The complaint, filed Wednesday by the Foundation for Accountability and Civic Trust, alleges that Trahan may have broken campaign finance laws by making sizable loans to her campaign in the months ahead of a contentious primary election. The conservative watchdog group based in Washington, D.C., asks the Office of Congressional Ethics to investigate the source of the loans.

"Rep. Trahan’s repeated failure to properly disclose her assets was at best grossly negligent, and at worst a willful and deceitful effort to conceal those assets and campaign funding in direct violation of federal law," Kendra Arnold, the group's executive director, said in a statement.

Trahan, a Westford Democrat, loaned herself a total of $371,000 last year as part of her bid to win the 3rd Congressional District seat previously held by Rep. Niki Tsongas.

The money helped fund last-minute advertising that some say helped the political newcomer clinch the Democratic nomination in a 10-way primary last September, which she won by 145 votes following a recount between her and Democrat Dan Koh. She went on to defeat Republican Rick Green and independent Mike Mullen in the Nov. 6 election.

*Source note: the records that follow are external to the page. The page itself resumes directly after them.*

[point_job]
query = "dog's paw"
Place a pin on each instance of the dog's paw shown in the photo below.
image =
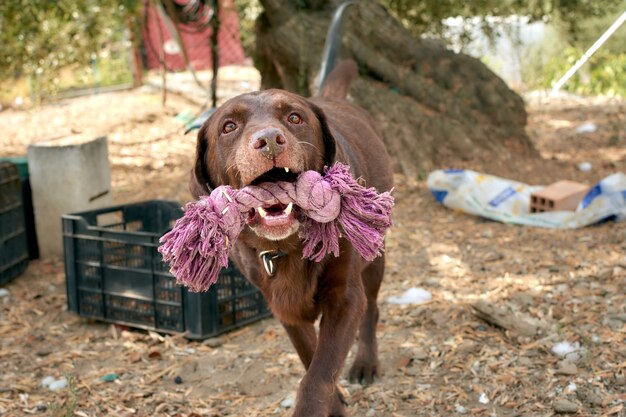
(364, 371)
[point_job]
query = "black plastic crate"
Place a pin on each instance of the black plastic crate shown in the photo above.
(21, 162)
(13, 238)
(114, 273)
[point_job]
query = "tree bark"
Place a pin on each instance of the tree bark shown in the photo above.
(433, 105)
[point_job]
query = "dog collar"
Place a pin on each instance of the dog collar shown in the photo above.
(269, 260)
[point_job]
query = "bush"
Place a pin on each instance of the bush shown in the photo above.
(603, 74)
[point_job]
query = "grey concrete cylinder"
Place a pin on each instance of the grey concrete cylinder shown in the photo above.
(67, 175)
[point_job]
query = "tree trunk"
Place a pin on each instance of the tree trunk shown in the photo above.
(433, 105)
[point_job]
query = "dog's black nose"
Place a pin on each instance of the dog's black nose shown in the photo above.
(269, 142)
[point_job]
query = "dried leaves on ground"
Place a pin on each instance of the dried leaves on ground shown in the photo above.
(523, 321)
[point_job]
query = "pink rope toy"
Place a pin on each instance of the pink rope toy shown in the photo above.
(334, 205)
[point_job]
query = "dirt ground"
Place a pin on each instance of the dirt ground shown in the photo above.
(439, 358)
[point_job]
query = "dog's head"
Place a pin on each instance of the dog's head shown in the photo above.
(261, 137)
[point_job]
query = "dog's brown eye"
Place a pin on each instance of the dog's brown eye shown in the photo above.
(229, 127)
(295, 118)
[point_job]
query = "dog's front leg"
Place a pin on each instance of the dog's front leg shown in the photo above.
(342, 311)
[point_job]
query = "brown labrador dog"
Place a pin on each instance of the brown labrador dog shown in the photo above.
(274, 135)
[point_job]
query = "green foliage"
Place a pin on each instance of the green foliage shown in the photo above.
(604, 73)
(426, 16)
(39, 38)
(248, 11)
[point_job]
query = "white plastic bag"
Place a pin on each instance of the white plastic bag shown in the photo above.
(508, 201)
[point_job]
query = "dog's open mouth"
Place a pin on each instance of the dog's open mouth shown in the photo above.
(275, 221)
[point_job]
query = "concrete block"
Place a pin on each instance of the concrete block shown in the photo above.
(560, 196)
(68, 174)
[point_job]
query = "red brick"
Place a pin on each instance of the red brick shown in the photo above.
(560, 196)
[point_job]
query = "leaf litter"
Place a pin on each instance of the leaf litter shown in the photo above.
(465, 352)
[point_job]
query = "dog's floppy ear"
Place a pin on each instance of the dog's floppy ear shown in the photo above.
(199, 181)
(330, 144)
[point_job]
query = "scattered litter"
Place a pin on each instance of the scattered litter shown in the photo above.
(109, 377)
(588, 127)
(567, 367)
(565, 406)
(47, 381)
(411, 296)
(288, 402)
(508, 201)
(568, 350)
(54, 384)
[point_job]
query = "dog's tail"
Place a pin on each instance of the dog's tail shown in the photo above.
(337, 84)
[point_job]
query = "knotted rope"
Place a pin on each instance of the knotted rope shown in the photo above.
(333, 205)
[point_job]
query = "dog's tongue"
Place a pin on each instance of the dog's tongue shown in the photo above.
(275, 215)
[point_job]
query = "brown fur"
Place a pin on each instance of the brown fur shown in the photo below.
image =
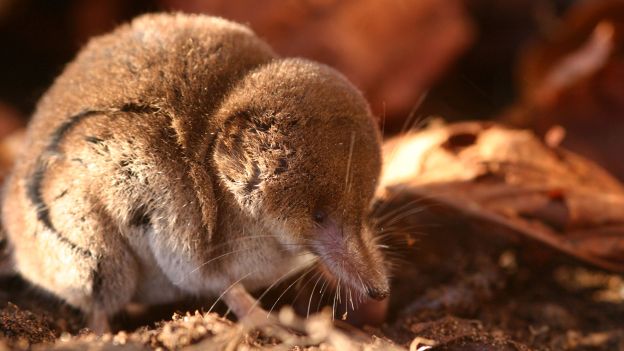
(178, 155)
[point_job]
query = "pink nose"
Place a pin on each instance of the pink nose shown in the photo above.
(378, 294)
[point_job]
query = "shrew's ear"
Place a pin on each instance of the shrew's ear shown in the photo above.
(237, 156)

The complaint is similar to one filed three weeks ago with the Federal Election Commission by the Campaign Legal Center, a Washington D.C.-based watchdog. It suggests that Trahan didn't have enough revenue and assets to cover those loans, based on her personal financial disclosures filed with the clerk of the U.S. House of Representatives.

Gretchen Grosky, Trahan's spokeswoman, denied any wrongdoing and criticized the latest complaint for "containing a number of inaccuracies."

"Rep. Trahan complied with regulations set forth by the FEC and the Committee on Ethics regarding her campaign finances and personal financial disclosures, and this complaint is without merit," Grosky said in a statement.

Trahan used personal assets, including $265,000 in income from her consulting business, a home equity loan and joint checking accounts, to finance the campaign loans, Grosky said.

A Boston Globe report, which first raised the allegations, suggested the loans were backed by Trahan’s husband, David, a real estate developer.

While candidates can loan themselves unlimited funds, family members are limited to contributions of $2,700 per election cycle, according to federal campaign finance rules.

Trahan amended her personal financial disclosures filed with the House clerk multiple times, adding a joint banking account and a $71,000 home equity loan, after questions were raised about the money she’d given to her campaign.

The campaign loans were made over a period of several months, according to disclosures filed with the Federal Election Commission.

Trahan's personal financial disclosures listed revenues and assets ranging from $2.4 million to $8.2 million, most of which belong to her husband. They include $361,000 in income from her job in 2017, as well as a handful of joint bank accounts.

The largest asset Trahan personally owns is her consulting business, valued at between $250,001 and $500,000 at its peak last year.

The group behind the most recent complaint has called for investigations into dozens of Democrats since it was founded in 2015. Its targets have included former Secretary of State Hillary Clinton, Massachusetts Sen. Elizabeth Warren and California Sen. Kamala Harris, according to the Center for Responsive Politics, which tracks spending by third-party electioneering groups.

Most of its funding comes from "dark money" sources, according to the center, making it nearly impossible to trace who is paying its activities.

The group's former executive director was Matthew Whitaker, a former U.S. attorney tapped by Republican President Donald Trump last year to serve temporarily as attorney general.